For those of us born into a minority in young, independent Ceylon (Sri Lanka) and who grew up with its vicissitudes, a collective indignation against Sinhalese ideology was part of our upbringing. The beginnings of the Tamil militant movement in the early 1970s were in our early adulthood – a ‘terrible beauty’ as Yeats ambivalently put it in Easter 1916. It was some elder leftists who warned us of the fascist direction of Tamil nationalism when the incipient LTTE in 1975 assassinated the non-nationalist Jaffna mayor, Alfred Duraiappah, who had been for years excoriated as a traitor from Tamil nationalist platforms. By 1986 it was clear to many of us that this offspring of Tamil nationalism was as much a menace as its Sinhalese counterpart. And we, who shared its history, were the only ones in a position to understand it thoroughly and had both a moral right, and duty, to challenge it.
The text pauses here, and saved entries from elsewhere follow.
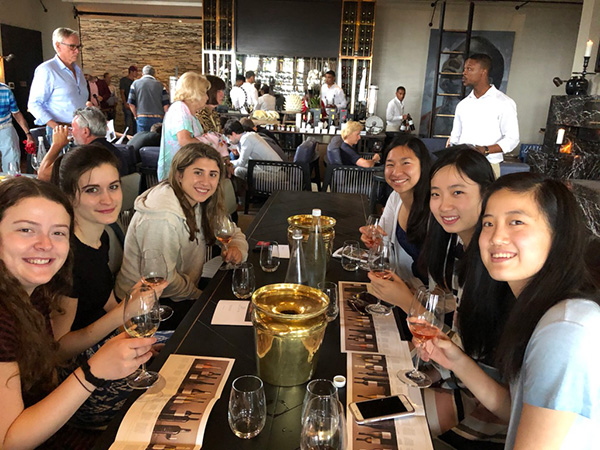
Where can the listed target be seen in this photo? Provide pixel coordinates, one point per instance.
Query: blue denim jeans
(9, 147)
(144, 123)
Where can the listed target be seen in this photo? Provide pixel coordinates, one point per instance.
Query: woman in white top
(529, 247)
(180, 124)
(406, 212)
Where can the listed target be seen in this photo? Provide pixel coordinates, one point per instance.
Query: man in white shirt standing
(486, 118)
(251, 92)
(237, 95)
(394, 113)
(332, 95)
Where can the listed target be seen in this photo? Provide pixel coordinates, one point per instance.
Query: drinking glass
(224, 234)
(247, 411)
(319, 388)
(351, 256)
(425, 319)
(330, 290)
(154, 272)
(380, 264)
(269, 257)
(324, 425)
(243, 282)
(141, 319)
(13, 170)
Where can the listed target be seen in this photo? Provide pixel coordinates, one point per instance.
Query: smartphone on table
(382, 409)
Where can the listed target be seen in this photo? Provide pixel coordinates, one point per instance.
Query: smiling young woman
(36, 223)
(178, 218)
(528, 261)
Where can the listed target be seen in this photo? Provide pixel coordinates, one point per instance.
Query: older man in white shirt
(332, 95)
(394, 113)
(486, 118)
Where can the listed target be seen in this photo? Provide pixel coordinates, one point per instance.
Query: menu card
(363, 332)
(173, 413)
(374, 376)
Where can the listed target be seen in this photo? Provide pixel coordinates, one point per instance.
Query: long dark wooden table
(196, 336)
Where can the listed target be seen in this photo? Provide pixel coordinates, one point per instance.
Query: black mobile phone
(382, 409)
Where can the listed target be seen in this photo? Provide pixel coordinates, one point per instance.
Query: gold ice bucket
(289, 324)
(303, 222)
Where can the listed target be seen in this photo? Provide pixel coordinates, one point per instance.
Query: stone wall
(112, 45)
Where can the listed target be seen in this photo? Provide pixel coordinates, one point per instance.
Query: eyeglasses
(73, 47)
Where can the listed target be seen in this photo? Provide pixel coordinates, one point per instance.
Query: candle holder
(579, 85)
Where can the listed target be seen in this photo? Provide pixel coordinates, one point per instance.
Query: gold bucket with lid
(303, 222)
(289, 324)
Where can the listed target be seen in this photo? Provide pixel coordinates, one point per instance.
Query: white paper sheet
(232, 312)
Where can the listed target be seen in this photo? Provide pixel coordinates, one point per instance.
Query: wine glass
(154, 272)
(324, 425)
(141, 319)
(330, 290)
(351, 256)
(425, 320)
(247, 412)
(242, 281)
(380, 264)
(225, 230)
(269, 257)
(318, 388)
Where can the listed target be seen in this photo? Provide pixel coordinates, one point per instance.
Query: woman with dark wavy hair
(36, 223)
(178, 217)
(530, 242)
(406, 212)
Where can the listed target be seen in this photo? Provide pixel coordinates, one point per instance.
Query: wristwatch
(90, 377)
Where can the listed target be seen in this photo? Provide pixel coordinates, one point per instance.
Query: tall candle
(560, 136)
(588, 49)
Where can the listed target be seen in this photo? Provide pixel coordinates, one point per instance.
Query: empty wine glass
(243, 282)
(324, 425)
(247, 412)
(330, 290)
(225, 229)
(141, 319)
(351, 256)
(269, 257)
(425, 319)
(381, 265)
(154, 272)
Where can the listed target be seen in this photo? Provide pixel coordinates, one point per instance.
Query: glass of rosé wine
(425, 320)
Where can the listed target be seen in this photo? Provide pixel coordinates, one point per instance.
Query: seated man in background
(89, 127)
(249, 146)
(342, 149)
(146, 139)
(266, 101)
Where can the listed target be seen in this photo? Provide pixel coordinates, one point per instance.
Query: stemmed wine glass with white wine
(154, 272)
(141, 319)
(425, 320)
(225, 229)
(381, 265)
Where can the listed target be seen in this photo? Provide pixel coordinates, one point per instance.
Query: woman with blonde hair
(180, 125)
(178, 217)
(342, 149)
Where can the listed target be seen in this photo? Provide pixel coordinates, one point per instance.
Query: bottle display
(316, 254)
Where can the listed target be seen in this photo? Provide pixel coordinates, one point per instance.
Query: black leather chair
(266, 177)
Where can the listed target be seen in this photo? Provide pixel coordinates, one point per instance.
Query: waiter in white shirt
(251, 92)
(486, 118)
(238, 95)
(332, 95)
(394, 113)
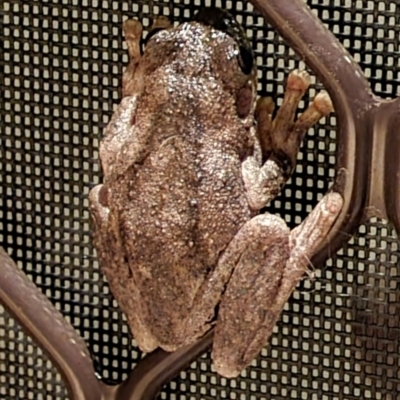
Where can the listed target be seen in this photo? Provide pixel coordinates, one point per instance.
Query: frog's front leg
(269, 262)
(280, 139)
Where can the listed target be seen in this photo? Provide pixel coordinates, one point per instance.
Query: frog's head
(222, 20)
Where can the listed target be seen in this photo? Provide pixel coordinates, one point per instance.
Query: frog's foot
(281, 137)
(133, 33)
(269, 264)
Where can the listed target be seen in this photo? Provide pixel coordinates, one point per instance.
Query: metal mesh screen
(60, 73)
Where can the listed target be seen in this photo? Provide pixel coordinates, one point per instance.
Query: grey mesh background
(60, 74)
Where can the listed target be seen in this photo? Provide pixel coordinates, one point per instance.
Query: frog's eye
(245, 59)
(150, 35)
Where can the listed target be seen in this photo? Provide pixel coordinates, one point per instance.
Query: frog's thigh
(244, 321)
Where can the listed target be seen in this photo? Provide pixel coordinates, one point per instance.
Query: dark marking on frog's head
(223, 21)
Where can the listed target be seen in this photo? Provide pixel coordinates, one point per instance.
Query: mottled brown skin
(183, 177)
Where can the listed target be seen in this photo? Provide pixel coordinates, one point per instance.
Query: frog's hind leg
(257, 256)
(267, 271)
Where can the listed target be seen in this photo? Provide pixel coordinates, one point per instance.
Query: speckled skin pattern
(184, 177)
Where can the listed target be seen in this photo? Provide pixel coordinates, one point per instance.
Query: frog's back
(179, 205)
(184, 203)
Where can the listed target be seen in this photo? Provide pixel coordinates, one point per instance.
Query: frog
(190, 157)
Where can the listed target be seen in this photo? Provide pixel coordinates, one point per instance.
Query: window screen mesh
(60, 75)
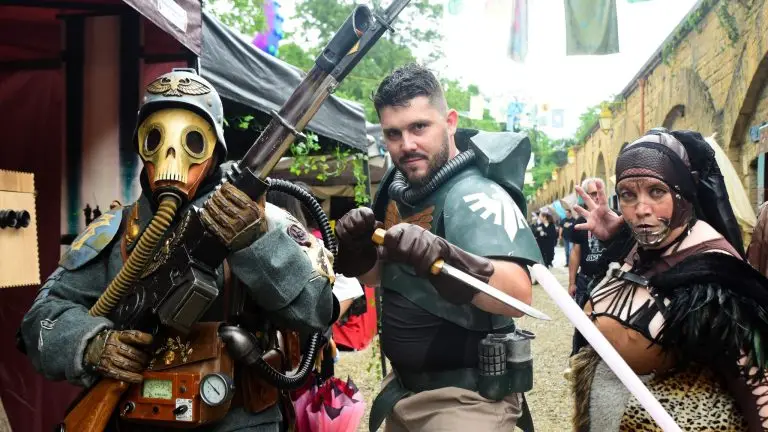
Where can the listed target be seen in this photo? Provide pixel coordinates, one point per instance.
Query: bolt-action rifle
(172, 286)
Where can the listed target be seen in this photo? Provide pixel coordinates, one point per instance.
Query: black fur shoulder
(717, 308)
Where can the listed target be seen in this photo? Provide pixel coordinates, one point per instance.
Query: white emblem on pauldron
(45, 324)
(501, 207)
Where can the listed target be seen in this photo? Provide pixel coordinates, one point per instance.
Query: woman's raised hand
(600, 219)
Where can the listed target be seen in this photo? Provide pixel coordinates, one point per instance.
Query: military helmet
(184, 88)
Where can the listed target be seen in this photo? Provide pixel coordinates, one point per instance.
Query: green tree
(586, 121)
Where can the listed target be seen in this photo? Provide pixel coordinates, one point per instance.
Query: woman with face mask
(685, 311)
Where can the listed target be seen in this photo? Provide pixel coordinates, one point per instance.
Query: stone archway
(677, 112)
(747, 106)
(685, 88)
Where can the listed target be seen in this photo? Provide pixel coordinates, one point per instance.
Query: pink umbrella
(336, 407)
(301, 399)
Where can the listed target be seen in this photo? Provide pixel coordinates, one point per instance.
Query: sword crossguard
(378, 238)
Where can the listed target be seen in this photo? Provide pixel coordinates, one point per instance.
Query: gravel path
(550, 400)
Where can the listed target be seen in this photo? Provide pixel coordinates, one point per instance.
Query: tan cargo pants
(452, 409)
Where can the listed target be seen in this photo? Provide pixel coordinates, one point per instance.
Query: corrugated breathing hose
(138, 259)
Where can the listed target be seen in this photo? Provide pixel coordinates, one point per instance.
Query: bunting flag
(518, 41)
(591, 27)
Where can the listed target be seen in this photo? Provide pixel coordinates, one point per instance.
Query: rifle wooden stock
(92, 413)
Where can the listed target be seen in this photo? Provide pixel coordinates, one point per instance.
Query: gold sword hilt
(378, 238)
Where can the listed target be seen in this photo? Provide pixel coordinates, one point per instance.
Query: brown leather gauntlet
(414, 245)
(234, 217)
(118, 354)
(357, 253)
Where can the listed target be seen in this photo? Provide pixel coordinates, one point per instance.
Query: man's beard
(434, 165)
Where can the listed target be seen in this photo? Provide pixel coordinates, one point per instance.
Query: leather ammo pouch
(256, 393)
(174, 379)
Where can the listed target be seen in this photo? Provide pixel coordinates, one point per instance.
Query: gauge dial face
(157, 389)
(215, 389)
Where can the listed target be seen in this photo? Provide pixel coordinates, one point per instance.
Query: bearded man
(443, 199)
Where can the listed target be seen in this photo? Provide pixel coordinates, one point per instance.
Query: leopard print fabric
(694, 397)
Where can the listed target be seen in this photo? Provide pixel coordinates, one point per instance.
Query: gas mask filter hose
(138, 259)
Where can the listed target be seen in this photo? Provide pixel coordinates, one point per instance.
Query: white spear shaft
(604, 348)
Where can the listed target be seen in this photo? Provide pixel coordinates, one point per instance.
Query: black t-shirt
(567, 225)
(591, 249)
(415, 340)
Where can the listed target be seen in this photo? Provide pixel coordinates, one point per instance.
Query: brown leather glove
(234, 217)
(117, 354)
(357, 253)
(414, 245)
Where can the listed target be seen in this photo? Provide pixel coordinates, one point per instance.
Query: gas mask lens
(173, 141)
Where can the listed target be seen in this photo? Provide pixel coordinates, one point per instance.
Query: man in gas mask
(179, 137)
(444, 199)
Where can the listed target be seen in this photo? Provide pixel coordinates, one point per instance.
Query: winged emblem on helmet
(422, 218)
(172, 86)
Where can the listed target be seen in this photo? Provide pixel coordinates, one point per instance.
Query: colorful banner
(518, 41)
(591, 27)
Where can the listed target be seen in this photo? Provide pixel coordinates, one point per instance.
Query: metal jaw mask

For outsiders who saw the LTTE as simply a victim phenomenon, appeasement seemed a just way out. For us it was much more than a rebel group. The obduracy of the Sinhalese polity had made the LTTE an emerging oppressive state with a multinational dimension, that requisitioned resources from the Tamil diaspora to the detriment of civilians in Lanka. Thus in our work we always articulated the position that there is no short cut to peace without human rights. And peace with human rights entails holding both the LTTE and the Sinhalese polity answerable for their crimes against humanity.
-Sri Lanka Guardian
Tudor the Canadian said...

It does not matter what or how long your opinions are you are still a joker with an education. You must as well get used to the idea that you are a nobody today and will be the same tomorrow.The majority of the sri lankan people or the armed forces will not rest until every tamil terrorist or any other terrorist of any type operating in that beautiful country is destroyed.It does not matter how many voices or dollars are raised in the west this disease have to be cured.Get used to it.The people of sl are brilliant people and a great example for the rest of the world.Unfortunately sometimes Sl produces people like you and POL POT VELU a disgrace not only to Sl but to man kind too.have a nice day

jean-pierre said...

The University Teachers for Human Rights (UTHR-J) has done a valuable and courageous service in documenting the excesses of the terrorist LTTE and acts of State repression. It also honestly says that the International community and the church tried to appease the LTTE and enthrone it. These are facts which must be stated.
But I think Hoole, having been influenced by the rhetoric of the Federal party in the 1960s and before, seems to believe in the "Traditional Homelands" argument - perhaps he does not - I don't know. But I believe that the whole problem started when SJVChelvanayagam, an Anglican Colombo lawyer, in 1949 proposed "driving out the invaders from the Tamil Home lands" and began his program of the Arasu Kadchi. This was abetted by the Sinhala nationalists with the 1956 Sinhala only cry. "Driving out the invaders" involved driving out the sinhalese and the Muslims, and bringing about civil war. It is the Tamils, the minority, which has suffered most. Now, Tamils live everywhere in Sri Lanka, and so should the mulsims and the sinhalese. There should be NO talk of "Traditional Homelands"-Period. As JohnPulle, Rasalingam and others have advocated in these columns, we need to aim for a multicultural society, and NOT a contentious "federal system" based on race.